A person is considered to have minor depressive disorder if he or she experiences 2 to 4 depressive symptoms, with one of them being either depressed mood or loss of interest or pleasure, during a 2-week period. The person must not have experienced the symptoms for 2 years and there must not a one specific event that caused the symptoms to arise. Although not all cases of minor depressive disorder are deemed in need of treatment, some cases are treated similarly to major depressive disorder. This treatment includes cognitive behavioral therapy (CBT), anti-depressant medication, and combination therapy. A lot of research supports the notion that minor depressive disorder is an early stage of major depressive disorder, or that it is simply highly predictive of subsequent major depressive disorder.[2]
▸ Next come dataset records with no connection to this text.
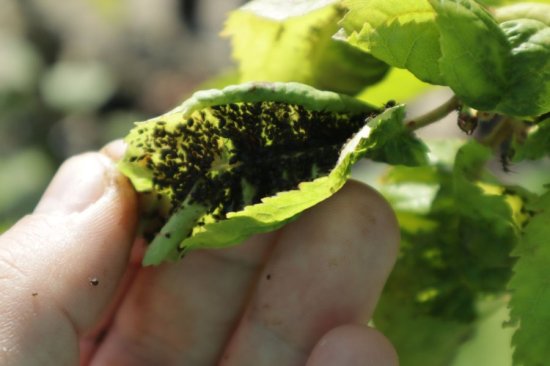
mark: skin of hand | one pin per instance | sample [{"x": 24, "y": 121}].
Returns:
[{"x": 72, "y": 290}]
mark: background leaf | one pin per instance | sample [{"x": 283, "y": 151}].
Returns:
[
  {"x": 292, "y": 41},
  {"x": 401, "y": 33},
  {"x": 537, "y": 143},
  {"x": 527, "y": 92},
  {"x": 530, "y": 290}
]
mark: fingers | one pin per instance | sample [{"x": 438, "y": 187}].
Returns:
[
  {"x": 60, "y": 266},
  {"x": 327, "y": 269},
  {"x": 353, "y": 345},
  {"x": 183, "y": 313}
]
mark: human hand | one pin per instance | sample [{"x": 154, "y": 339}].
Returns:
[{"x": 72, "y": 290}]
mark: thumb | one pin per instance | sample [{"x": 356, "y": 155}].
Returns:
[{"x": 61, "y": 265}]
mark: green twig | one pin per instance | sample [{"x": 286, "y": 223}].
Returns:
[{"x": 433, "y": 116}]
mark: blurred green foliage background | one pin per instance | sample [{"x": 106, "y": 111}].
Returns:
[{"x": 75, "y": 75}]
Minor depressive disorder is very similar to major depressive disorder in the symptoms present. Generally, a person's mood is affected by thoughts and feelings of being sad or down on himself or herself or there's a loss of interest in nearly all activities. People can experience ups and downs in their life everyday where an event, action, stress or many other factors can affect that day's feelings. However, depression occurs when those feelings of sadness persist for longer than a few weeks.[4]

A person is considered to have minor depressive disorder if he or she experiences 2 to 4 depressive symptoms during a 2-week period. The Diagnostic and Statistical Manual of Mental Disorders lists the major depressive symptoms. Depressed mood most of the day and/or loss of interest or pleasure in normal activities must be experienced by the individual to be considered to have minor depressive disorder. Without either of these two symptoms, the disorder is not classified as minor depressive disorder. Other depressive symptoms include significant weight loss or weight gain without trying to diet (an increase/decrease in appetite can provide clues as well), insomnia or hypersomnia, psychomotor agitation or psychomotor retardation, fatigue or loss of energy, and feelings of worthlessness or excessive guilt.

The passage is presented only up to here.